Bill S-214, proposed by Senator Charlie Watt, a Liberal, would amend federal income and excise tax laws to give Nunavimmiut more tax breaks.
Personal tax relief would be provided by adding $70 a day to the amount that Nunavik residents may deduct from their taxable income under the northern residents deduction.
Sales and excise tax relief would be provided by eliminating the Goods and Service Tax on all goods and services in Nunavik.
The bill's suggested amendments would also exempt all petroleum products sold or purchased in Nunavik from federal excise taxes.

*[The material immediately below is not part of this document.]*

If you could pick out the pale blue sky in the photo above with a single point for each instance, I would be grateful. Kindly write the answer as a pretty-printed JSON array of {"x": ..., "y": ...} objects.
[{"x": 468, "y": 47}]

The bill says Nunavimmiut are faced with an "exorbitant" cost of living, when compared with that of Canadians living south of the 55th parallel.
It says they're cut off from other Canadians geographically, economically and politically, and their living conditions are "desperate and deteriorating further" because of isolation and distance.
The bill says studies have recommended exempting Nunavimmiut from paying income tax and indexing government transfers to better reflect the high cost of living in Nunavik.
During a Senate debate on the bill, Conservatives said they couldn't support Bill S-214 because its proposals would be unfair to other regions and too costly for Ottawa to bear.
Speaking last month, Senator Terry Stratton, a Conservative, said Nunavik is already set to receive more benefits through the Nunavik Inuit land claims agreement.
Stratton said the Harper government has already recognized the higher cost of living in the North by increasing the northern residents deduction.
As well, diesel and aviation fuel are already subject to a reduced rate of excise taxes, Stratton said.
The proposed measures are unfair, he said, because they mean someone in Nunavik could earn up to $42,000 without paying taxes, whereas a Nunavut resident would begin to pay income taxes after earnings of about $16,000.
Bill S-214 would also cost Ottawa at least $15 million a year to implement, Stratton said.
If similar measures were given to all northern residents, he said it could cost the federal government an additional $290 million a year.
After the debate, a vote showed 15 "nays" and 34 "yeas" for the bill. This vote means the bill, approved "with division," now heads to the finance committee for discussion.
The bill still has two more hurdles to pass through, including a committee report and a third reading.
It's rare for Senate bills to become law.